Friday, July 4, 2008

Modern Tools for Medieval Cooking Research

During the medieval period, the only way to learn about medieval cooking was to spend time in the kitchen, and maybe read one of the few existing cookbooks (that is, if you're lucky enough to have one, and can read as well). I'm about 500 years too late to do this.

In the 19th and early 20th centuries, the only option was to go to places like the British Library and read old books. If you couldn't travel then you were pretty much out of luck.

With the advent of the Internet though, research has become immensely easier. Aside from the fact that there are a whole slew of medieval cookbooks available online for free, there are other online tools that I've found to be very useful. Here are a few of them, in no particular order.

Online Dictionaries
Greg Lindahl has put copies of Cotgrave's 1611 French/English Dictionary and Florio's 1611 Italian/English Dictionary online, and they even have a search feature. I can not even begin to tell you how incredibly useful this was when I started working with Middle French cooking texts. He and Steve Bush obviously put a lot of work into these and have not been thanked enough.

Medieval Cookbook Search
I originally created this searchable index for my own use. I wanted to be able to find recipes in Two Fifteenth-Century Cookery Books by ingredient, and because of the weird spellings used in the book, regular search engines were useless. It's far from perfect, but until something better comes along it'll do.

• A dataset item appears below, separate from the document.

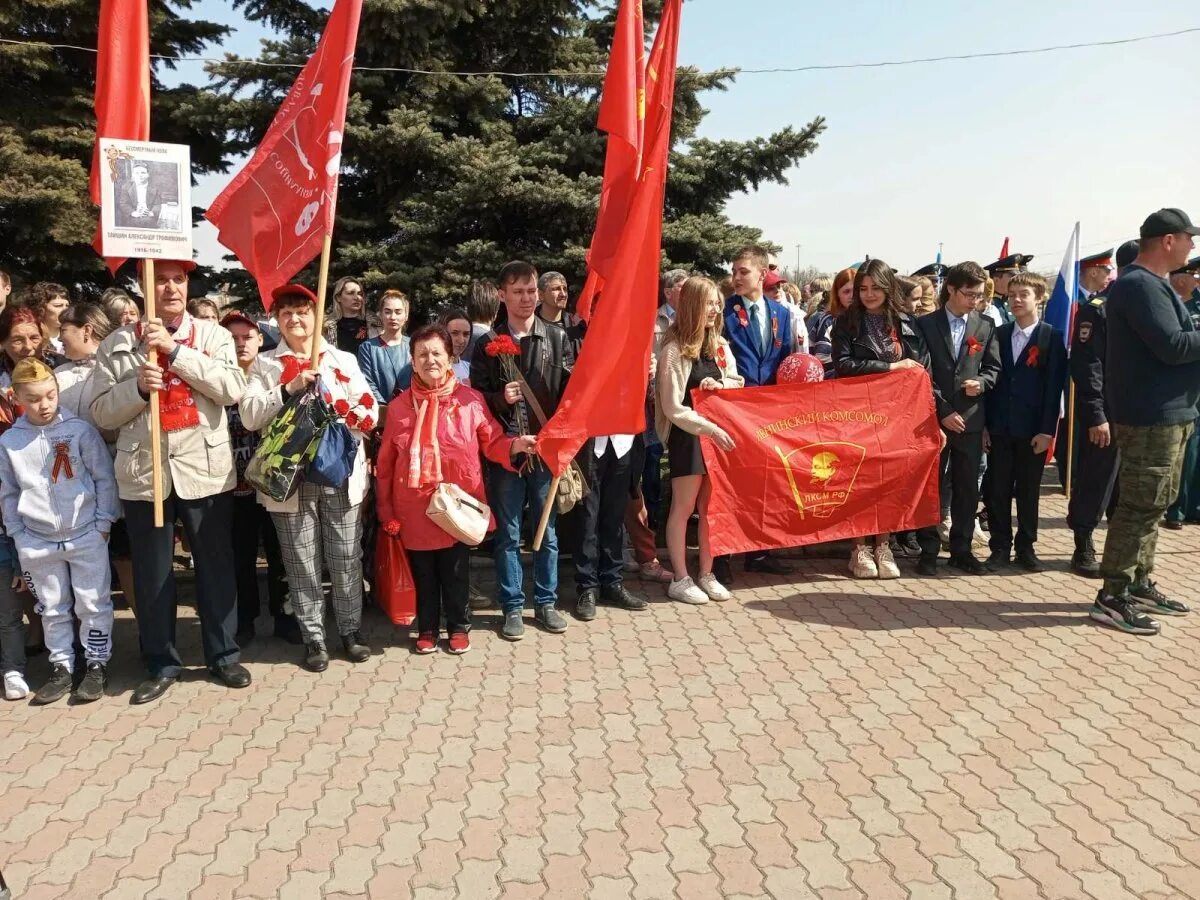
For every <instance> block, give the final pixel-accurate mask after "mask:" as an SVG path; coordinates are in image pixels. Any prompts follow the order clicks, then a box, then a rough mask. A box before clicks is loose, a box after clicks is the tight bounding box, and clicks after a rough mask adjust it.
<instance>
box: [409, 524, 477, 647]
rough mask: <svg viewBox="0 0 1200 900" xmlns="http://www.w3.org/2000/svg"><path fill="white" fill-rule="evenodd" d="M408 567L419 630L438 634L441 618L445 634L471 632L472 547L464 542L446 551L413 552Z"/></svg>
mask: <svg viewBox="0 0 1200 900" xmlns="http://www.w3.org/2000/svg"><path fill="white" fill-rule="evenodd" d="M408 564H409V566H412V569H413V582H414V583H415V584H416V631H418V634H421V635H424V634H432V635H437V634H438V632H439V631H440V630H442V616H443V614H445V618H446V631H449V632H450V634H451V635H452V634H455V632H456V631H470V612H469V611H468V610H467V584H468V580H469V571H470V547H468V546H467V545H466V544H462V542H457V541H456V542H455V544H454V546H450V547H446V548H445V550H410V551H408Z"/></svg>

Billed as " a reusable non-linear personal web notebook", Tiddlywiki is a strange little program. It's essentially a small, modifiable web site packed into a single file. Right now I'm using it as a sort of storage space for all the things I would normally write down on a piece of paper to remember later and then leave in my pocket to go through the laundry and then be left with a lump of paper and a feeling that I've forgotten something important. I upload the file and keep it where I can get to it from any computer hooked to the Internet (as a bonus, it's completely platform independent). I'm sure there are other uses I haven't thought of yet - it really is a neat little program.

Major Online Text Sources
Aside from the museums and libraries that have one or two useful texts that they've made freely available online, the Internet Archive and Google Books have put an immense number of texts out there for anyone to get to. It can still be pretty hard to find things, but with the enormous volume of books they've got, it's certain there is something in there that you would find useful.

I'll update this list as I think of things.